29 Aralık 2014 Pazartesi

Rusya-Türkiye İlişkileri Nereye? – 1




1 Ekim`de Türkiye Enerji Bakanı Taner Yılmaz Rusya`dan Batı hattı ile 1986 yıldan beri satın aldıkları doğal gaza ilişkin anlaşmayı uzatmayacaklarını açıkladı.
Bakan açıklamasında iptal kararının doğal gazın fiyatına ilişkin uzlaşmazlıktan kaynaklandığını ve kesintinin aralık ayının sonundan itibaren gerçekleşeceğini belirtmişti. Bu olay son dönemlerde gelişen Rus-Türk ilişkilerinin durumunun gündeme getirdi. İki bölüm halindeki bu yazıda Rusya-Türkiye ilişkileri tarihi geçmişi, mevcut durumu ve inkişaf perspektifi dikkate alınarak değerlendirilecektir.
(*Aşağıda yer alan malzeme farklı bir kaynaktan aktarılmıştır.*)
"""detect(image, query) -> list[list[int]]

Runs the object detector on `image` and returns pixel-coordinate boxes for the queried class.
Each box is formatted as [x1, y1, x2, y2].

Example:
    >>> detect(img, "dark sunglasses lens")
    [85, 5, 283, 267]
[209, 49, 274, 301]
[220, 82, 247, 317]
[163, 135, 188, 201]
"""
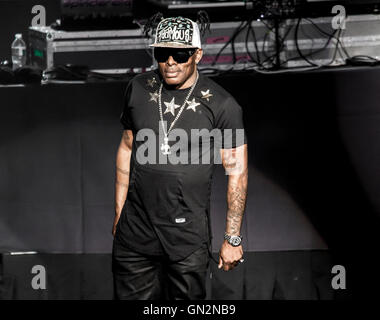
[173, 50, 194, 63]
[154, 48, 195, 63]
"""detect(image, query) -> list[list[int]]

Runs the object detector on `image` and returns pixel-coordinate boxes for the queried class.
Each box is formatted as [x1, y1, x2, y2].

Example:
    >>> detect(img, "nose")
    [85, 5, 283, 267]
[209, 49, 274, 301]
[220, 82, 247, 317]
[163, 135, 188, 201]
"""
[166, 56, 177, 66]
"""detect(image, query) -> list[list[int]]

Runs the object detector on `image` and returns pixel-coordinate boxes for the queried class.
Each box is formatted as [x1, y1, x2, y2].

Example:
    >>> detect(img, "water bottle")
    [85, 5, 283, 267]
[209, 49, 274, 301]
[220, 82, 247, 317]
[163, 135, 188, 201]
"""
[12, 33, 26, 70]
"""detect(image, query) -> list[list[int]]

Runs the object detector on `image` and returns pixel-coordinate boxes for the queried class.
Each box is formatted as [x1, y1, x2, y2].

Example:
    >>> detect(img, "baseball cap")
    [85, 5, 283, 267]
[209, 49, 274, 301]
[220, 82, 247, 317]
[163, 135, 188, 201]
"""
[150, 17, 201, 49]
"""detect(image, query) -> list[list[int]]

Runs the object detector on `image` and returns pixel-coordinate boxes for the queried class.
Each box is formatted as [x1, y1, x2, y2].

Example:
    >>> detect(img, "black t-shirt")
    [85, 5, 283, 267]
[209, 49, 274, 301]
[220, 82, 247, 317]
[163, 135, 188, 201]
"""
[117, 70, 246, 261]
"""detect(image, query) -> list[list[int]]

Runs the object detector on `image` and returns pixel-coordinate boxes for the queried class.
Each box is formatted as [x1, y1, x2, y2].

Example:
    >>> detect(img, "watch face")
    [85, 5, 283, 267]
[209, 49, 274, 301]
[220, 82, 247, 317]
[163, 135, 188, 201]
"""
[230, 236, 241, 247]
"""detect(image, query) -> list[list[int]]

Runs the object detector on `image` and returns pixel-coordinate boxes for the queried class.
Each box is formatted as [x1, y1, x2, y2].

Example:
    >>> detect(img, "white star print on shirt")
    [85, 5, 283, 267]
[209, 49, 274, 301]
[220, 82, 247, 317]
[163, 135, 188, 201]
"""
[186, 98, 200, 112]
[164, 97, 180, 116]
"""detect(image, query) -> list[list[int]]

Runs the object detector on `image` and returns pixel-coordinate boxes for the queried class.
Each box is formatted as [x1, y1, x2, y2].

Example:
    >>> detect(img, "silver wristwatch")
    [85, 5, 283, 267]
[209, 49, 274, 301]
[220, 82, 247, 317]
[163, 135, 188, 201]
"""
[224, 233, 243, 247]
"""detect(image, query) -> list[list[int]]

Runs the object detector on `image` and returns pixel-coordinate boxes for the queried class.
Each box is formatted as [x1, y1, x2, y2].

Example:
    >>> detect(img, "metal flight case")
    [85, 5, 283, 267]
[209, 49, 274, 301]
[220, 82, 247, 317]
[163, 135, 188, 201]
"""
[29, 26, 153, 73]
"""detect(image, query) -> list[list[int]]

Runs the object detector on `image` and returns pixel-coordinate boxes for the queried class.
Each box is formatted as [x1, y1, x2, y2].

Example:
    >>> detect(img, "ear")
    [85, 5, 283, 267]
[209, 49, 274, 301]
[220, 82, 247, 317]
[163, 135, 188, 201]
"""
[195, 49, 203, 64]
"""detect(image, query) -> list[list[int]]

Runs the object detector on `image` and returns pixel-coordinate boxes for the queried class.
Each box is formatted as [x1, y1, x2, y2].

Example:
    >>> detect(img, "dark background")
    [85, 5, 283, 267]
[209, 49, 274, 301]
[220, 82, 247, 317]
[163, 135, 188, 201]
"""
[0, 0, 380, 298]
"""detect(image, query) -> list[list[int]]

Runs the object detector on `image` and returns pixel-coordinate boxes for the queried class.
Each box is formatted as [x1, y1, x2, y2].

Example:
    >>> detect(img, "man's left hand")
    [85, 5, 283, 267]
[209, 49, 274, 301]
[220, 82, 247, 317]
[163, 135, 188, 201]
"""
[218, 241, 243, 271]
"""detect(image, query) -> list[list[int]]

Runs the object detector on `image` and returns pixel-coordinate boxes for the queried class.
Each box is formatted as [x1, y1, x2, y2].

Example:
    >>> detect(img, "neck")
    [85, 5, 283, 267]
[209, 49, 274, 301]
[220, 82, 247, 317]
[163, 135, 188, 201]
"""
[169, 69, 198, 90]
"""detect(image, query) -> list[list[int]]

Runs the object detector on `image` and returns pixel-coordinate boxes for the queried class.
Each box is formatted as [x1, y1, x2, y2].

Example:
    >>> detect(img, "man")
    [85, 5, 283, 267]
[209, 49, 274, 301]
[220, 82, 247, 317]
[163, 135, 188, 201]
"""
[113, 17, 248, 300]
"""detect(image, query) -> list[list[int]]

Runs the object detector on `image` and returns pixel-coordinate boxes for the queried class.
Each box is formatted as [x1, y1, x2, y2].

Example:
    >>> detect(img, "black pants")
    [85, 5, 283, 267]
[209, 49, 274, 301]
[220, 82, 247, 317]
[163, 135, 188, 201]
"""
[112, 237, 209, 300]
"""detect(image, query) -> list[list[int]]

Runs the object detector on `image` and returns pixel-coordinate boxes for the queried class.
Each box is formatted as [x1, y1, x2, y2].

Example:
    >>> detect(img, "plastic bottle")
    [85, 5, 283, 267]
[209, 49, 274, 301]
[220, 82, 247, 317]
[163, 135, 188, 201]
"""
[12, 33, 26, 70]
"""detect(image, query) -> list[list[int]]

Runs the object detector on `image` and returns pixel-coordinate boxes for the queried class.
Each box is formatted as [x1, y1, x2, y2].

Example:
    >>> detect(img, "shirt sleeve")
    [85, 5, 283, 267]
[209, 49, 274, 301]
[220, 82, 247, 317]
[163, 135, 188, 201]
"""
[120, 81, 133, 130]
[215, 97, 247, 149]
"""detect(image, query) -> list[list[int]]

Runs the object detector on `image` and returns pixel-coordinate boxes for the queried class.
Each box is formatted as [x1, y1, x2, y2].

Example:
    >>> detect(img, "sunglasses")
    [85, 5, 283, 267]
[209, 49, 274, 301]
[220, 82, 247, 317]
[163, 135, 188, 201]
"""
[154, 48, 197, 63]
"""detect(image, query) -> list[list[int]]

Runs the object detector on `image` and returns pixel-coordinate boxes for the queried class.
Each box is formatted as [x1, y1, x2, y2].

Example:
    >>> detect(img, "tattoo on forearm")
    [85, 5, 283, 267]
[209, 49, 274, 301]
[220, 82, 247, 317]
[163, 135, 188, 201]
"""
[116, 180, 129, 188]
[116, 167, 129, 175]
[123, 133, 130, 142]
[227, 170, 248, 235]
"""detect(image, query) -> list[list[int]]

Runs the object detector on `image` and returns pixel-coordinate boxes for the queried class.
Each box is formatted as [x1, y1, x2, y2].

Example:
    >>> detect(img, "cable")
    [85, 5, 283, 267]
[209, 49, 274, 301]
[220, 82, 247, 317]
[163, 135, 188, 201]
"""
[211, 21, 245, 66]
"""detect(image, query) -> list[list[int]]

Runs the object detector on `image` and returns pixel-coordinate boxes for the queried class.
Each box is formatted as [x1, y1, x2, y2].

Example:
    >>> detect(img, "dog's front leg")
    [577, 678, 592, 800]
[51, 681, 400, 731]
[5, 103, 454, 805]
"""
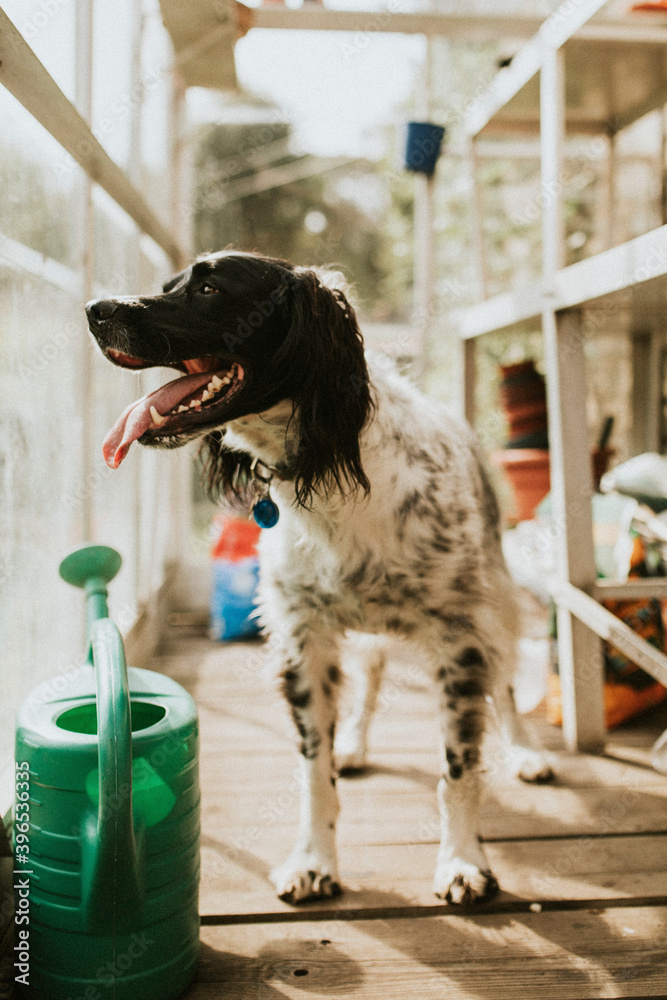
[272, 640, 341, 903]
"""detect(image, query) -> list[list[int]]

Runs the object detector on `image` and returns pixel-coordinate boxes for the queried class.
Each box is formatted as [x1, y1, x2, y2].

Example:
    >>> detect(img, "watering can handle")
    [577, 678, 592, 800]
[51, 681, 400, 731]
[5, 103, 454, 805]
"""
[83, 618, 141, 928]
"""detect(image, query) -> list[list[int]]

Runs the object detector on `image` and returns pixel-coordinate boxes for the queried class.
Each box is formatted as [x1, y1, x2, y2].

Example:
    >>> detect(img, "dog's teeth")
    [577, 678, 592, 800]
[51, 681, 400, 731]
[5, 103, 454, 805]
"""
[151, 406, 167, 427]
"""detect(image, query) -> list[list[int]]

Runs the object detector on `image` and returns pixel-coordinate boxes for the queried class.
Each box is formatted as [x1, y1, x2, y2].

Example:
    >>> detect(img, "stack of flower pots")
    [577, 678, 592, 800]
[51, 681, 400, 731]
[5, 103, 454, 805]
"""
[491, 359, 551, 521]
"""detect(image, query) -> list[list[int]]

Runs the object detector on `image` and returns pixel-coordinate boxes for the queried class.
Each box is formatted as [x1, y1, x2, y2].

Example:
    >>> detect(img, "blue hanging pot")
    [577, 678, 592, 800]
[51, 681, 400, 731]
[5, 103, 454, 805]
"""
[405, 122, 445, 177]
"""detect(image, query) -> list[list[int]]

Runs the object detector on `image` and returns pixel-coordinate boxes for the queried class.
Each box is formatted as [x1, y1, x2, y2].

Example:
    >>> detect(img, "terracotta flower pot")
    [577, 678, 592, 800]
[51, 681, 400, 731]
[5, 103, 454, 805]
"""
[491, 448, 614, 521]
[491, 448, 551, 521]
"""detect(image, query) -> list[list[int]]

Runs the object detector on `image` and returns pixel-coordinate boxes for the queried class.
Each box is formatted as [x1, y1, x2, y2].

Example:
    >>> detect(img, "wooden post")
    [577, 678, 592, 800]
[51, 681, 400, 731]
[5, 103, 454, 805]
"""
[463, 136, 489, 427]
[413, 38, 435, 386]
[74, 0, 95, 542]
[540, 49, 605, 751]
[543, 310, 605, 751]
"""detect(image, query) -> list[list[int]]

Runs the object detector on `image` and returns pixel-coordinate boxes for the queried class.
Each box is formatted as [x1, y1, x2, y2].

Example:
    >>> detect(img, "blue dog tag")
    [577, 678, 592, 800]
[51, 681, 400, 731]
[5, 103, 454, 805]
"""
[252, 497, 280, 528]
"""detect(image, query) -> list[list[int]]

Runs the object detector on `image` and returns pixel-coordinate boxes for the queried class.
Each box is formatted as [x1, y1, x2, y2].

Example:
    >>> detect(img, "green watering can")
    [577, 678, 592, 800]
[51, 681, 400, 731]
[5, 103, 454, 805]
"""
[14, 545, 200, 1000]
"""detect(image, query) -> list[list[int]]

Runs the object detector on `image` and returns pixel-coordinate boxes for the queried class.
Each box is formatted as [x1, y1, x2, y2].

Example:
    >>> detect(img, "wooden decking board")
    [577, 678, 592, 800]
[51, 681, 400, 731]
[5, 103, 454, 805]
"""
[188, 908, 667, 1000]
[149, 634, 667, 1000]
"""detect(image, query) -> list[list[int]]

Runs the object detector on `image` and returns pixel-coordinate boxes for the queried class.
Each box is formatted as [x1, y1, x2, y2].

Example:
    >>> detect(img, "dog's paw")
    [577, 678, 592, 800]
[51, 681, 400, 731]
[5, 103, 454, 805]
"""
[271, 859, 343, 905]
[512, 747, 555, 785]
[433, 858, 498, 904]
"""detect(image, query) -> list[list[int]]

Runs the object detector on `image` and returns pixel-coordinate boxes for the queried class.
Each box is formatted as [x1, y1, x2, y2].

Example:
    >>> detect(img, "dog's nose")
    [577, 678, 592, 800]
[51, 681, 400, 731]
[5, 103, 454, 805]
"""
[86, 299, 118, 323]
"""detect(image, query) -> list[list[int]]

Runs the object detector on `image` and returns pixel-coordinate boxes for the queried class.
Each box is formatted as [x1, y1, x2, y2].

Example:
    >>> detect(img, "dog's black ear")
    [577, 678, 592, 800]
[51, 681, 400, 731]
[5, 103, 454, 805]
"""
[275, 270, 373, 507]
[198, 430, 254, 514]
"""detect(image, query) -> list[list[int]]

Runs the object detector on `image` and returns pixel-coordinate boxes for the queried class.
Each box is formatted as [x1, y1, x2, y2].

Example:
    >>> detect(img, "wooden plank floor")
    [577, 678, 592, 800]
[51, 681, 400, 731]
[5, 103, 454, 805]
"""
[153, 628, 667, 1000]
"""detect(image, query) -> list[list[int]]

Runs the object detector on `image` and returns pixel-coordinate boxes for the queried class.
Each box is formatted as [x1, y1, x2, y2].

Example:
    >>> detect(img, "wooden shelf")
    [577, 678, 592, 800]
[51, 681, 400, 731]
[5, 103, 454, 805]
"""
[466, 0, 667, 137]
[460, 0, 667, 751]
[453, 226, 667, 340]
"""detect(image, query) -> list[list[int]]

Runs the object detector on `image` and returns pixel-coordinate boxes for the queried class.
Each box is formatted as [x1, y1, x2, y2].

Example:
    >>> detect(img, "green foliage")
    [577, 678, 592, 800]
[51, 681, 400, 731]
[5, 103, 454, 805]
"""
[194, 122, 409, 320]
[0, 144, 71, 264]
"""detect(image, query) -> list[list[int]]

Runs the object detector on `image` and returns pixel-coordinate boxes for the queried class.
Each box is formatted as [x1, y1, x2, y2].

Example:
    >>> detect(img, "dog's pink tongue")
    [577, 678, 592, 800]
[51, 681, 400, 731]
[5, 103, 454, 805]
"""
[102, 372, 211, 469]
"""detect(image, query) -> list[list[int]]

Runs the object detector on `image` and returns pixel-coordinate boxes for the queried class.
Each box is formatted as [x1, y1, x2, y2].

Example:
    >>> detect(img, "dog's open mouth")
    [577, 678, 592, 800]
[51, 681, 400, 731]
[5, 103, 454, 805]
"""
[102, 349, 245, 469]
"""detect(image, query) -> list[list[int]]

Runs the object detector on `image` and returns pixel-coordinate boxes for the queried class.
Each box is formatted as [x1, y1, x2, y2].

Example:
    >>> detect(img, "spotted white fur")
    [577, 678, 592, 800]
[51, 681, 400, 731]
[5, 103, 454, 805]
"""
[226, 357, 550, 903]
Rusya-Türkiye ilişkileri 1492 yılından başlayan 520 yıllık resmi tarihsel geçmişe sahiptir. Bu ilişkilerin Rusya-Osmanlı surecinde, 50 yılı savaşla gecen bir dönemde, iki ülke arasında Kafkaslardan Balkanlara uzanan çizgide ciddi bir rekabet yaşanmıştır. Osmanlı, Rusya İmparatorluğunu kendisini parçalamak için caba gösteren, Kafkaslarda, Balkanlarda ve Boğazlarda rekabet ve çatışma halinde olduğu ülke olarak telakki ederken, Rusya da Osmanlı’yı Ortodoksluğun kutsal kenti Tsargrad’ı (İstanbul’u) işgal eden ülke ve “Avrupa’nın hasta adamı” olarak görmüştür. Her iki devlet birinci dünya savasının karşıt tarafları içerisinde yer almış bir birine karsı savaşmışlardır.
Rusya’da Bolşeviklerin iktidara gelmesi ve Türkiye’de de Mustafa Kemal Atatürk liderliğinde yeni bir devlet kurulması döneminde taraflar arasında yeni bir ilişki sureci başlamıştır. Yeni dönemde Sovyet Sosyalist Cumhuriyetler Birliği (SSCB)-Türkiye Cumhuriyeti ilişkileri biçimde gelişen süreçte birkaç değişik dönemden bahsedebiliriz. İlişkilerin ilk dönemi iyi komşuluk ilişkileri dönemi (1921-1939), ikincisi Sovyetlerin saldırgan Yakın Doğu (Orta Doğu) politikasının hedefindeki iki ana ülkeden (diğeri İran) biri olduğu ve Türkiye’nin NATO kampında yer almasına neden olan ve Stalin’in ölümüyle sona eren (1945-1953) dönemdir. Stalin’in olumunun ardından iki ülke arasındaki ilişkilerde belirli bir yumuşama yasanmış, 1960-70’lerde iki ülke arasında ekonomik ilişkiler gelişme surecine girmiş ve 1984 Doğal Gaz Anlaşması ile ilişkilere enerji boyutu eklenmiştir. İki ülkenin soğuk savaş dönemindeki algılamalarında Sovyetler için, Türkiye NATO’nun güney kanat ülkesi; Türkiye için, Sovyetler Birliği kızıl tehdit olarak değerlendirilmiştir.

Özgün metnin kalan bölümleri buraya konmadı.